Understanding SAML Token-Based Authentication in SharePoint 2013

You can configure SharePoint 2013 to use SAML token-based federated authentication from a wide range of claims providers. SharePoint uses the following industry standards to request, receive, and process SAML tokens:
  • SAML 1.1 protocol
  • WS-Federation Passive Requestor Profile (WSF PRP)
If the claims provider supports these standards— like many open authentication platforms and federation gateways do—you should be able to federate authentication to your SharePoint 2013 deployment. At a high level, you will need to perform the following steps to use SAML token-based authentication with a SharePoint web application:
  1. Register your web application with the claims provider as a relying party.
  2. Configure rules on the claims provider, to determine what claims should be presented to the relying party and how user attributes should be mapped to claims. 
  3. Configure a trust relationship between the SharePoint Security Token Service and the claims provider.  This is accomplished by exporting a token signing certificate from the claims provider, and then using the exported certificate to create a new trusted root certification authority on the SharePoint server.
  4. Register a new RP-STS entry for the claims provider in the SharePoint Security Token Service. This should specify:

    • A name and description for the claims provider
    • The certificate to use to verify and decrypt SAML tokens.
    • How incoming claim types should be mapped to outgoing claim types.
    • The remote sign-in URL for federated identities.
    • The supplied claim that uniquely identifies the user.

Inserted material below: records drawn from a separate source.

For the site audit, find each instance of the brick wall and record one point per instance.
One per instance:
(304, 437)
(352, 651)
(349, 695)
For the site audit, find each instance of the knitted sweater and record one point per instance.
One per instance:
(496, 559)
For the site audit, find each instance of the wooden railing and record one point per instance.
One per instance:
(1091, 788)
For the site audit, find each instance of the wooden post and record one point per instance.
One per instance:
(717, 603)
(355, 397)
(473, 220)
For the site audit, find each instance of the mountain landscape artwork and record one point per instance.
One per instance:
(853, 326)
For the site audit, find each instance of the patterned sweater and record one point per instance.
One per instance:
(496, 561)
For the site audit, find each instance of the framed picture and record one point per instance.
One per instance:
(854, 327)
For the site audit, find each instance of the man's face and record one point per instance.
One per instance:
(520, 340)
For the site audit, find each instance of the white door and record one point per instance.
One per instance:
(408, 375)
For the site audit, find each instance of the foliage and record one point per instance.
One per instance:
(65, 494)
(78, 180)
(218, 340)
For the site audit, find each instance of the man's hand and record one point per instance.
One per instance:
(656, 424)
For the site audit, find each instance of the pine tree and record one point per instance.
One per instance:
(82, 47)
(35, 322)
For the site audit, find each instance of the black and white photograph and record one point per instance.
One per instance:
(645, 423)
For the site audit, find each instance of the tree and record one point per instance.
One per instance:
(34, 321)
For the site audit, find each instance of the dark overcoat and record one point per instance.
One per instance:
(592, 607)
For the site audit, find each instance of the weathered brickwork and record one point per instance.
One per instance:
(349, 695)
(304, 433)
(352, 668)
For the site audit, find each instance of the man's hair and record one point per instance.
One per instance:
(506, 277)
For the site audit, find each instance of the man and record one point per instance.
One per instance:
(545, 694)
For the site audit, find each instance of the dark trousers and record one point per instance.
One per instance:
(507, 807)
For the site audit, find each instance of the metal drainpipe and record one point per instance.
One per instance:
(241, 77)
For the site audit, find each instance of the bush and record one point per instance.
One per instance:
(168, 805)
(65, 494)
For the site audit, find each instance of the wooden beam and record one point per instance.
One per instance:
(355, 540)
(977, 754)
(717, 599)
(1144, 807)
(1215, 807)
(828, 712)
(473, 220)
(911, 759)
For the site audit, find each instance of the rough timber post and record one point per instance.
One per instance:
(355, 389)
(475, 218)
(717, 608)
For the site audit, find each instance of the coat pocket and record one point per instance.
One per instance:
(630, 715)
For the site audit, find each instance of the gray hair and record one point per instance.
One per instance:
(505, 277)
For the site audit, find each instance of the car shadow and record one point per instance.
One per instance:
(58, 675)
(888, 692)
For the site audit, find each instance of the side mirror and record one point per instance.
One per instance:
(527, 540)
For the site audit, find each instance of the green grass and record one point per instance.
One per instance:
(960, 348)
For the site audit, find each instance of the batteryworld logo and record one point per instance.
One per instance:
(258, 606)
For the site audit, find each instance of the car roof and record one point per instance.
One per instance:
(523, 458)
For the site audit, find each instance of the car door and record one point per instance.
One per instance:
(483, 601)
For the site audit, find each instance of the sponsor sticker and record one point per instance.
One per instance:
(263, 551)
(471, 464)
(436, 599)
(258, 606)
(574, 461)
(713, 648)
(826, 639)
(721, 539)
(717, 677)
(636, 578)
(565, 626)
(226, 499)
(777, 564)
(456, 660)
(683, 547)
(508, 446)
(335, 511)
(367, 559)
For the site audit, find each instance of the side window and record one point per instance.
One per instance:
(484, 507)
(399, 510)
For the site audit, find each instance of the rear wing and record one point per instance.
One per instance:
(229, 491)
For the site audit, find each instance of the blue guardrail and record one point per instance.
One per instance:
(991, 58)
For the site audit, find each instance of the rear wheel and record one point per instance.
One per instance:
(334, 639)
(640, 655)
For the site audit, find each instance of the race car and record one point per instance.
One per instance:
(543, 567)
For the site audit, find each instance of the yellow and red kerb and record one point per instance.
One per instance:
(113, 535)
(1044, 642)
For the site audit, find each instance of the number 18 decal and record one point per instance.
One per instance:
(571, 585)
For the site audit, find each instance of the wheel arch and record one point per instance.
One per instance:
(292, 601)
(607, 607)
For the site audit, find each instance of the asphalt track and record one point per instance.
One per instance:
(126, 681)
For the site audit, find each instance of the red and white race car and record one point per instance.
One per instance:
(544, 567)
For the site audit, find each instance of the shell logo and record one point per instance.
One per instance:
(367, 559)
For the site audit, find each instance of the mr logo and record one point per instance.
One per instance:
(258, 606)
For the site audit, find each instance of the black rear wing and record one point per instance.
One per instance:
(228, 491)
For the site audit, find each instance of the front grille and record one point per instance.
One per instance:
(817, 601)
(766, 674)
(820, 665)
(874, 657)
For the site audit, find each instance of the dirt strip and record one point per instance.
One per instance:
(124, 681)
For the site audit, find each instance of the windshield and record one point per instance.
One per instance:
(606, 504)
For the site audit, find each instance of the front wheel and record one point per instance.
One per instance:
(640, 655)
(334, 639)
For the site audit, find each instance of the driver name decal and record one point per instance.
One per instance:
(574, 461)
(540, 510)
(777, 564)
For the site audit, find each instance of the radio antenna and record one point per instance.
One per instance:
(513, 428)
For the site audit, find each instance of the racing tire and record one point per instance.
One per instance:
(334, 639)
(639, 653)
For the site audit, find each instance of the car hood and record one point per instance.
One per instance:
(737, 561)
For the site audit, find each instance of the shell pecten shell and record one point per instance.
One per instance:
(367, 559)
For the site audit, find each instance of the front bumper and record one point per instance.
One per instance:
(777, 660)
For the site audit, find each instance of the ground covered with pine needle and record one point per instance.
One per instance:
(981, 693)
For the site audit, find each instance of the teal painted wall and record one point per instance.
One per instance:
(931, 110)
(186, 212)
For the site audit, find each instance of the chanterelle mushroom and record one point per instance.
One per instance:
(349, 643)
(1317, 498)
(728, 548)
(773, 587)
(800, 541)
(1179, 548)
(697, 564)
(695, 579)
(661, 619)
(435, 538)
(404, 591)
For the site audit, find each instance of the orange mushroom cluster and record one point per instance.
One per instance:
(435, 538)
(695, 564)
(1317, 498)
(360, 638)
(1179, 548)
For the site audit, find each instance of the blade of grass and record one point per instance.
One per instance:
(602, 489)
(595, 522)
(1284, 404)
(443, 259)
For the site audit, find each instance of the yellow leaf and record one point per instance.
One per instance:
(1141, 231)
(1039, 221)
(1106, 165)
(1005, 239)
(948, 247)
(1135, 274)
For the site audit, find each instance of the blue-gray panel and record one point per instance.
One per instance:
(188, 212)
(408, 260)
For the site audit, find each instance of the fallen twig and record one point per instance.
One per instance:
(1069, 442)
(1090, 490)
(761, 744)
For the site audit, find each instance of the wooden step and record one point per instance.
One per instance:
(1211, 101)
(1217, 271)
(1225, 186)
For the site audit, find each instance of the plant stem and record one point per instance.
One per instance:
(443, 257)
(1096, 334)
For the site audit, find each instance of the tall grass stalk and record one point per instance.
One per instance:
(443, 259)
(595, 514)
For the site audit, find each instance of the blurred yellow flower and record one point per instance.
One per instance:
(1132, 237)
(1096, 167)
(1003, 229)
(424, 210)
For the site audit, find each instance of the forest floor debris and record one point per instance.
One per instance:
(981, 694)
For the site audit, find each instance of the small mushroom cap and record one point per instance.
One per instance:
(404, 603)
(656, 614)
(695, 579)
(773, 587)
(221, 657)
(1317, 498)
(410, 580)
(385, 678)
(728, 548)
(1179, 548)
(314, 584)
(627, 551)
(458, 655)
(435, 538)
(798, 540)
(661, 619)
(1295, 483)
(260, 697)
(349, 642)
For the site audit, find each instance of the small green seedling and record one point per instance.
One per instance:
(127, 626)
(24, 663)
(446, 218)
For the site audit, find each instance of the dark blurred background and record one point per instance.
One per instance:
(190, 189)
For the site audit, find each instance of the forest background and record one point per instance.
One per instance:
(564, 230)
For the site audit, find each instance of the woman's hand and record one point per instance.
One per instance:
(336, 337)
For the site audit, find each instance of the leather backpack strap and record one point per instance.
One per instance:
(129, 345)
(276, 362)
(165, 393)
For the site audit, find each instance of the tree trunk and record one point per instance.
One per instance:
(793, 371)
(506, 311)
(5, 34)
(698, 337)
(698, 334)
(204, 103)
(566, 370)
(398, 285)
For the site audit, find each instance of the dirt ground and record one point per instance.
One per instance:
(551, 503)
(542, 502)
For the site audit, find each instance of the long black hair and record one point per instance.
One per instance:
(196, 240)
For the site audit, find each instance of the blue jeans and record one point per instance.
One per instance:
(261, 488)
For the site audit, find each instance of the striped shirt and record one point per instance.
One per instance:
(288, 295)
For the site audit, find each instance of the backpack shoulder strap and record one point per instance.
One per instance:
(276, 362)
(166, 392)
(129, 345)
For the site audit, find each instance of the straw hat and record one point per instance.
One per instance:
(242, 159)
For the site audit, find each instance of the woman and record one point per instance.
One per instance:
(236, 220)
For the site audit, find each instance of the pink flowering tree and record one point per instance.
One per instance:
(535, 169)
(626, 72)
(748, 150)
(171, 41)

  5. Configure a web application to use the claims provider by selecting the claims provider from the list of configured authentication providers in the authentication settings for the web application zone. After you complete these steps, the SharePoint Security Token Service acts as an RP-STS for the claims provider. When the claims provider issues a SAML security token to SharePoint, the RP-STS will verify the token, parse the claims, and issue a local security token that SharePoint can use to establish the level of access that should be granted to the user.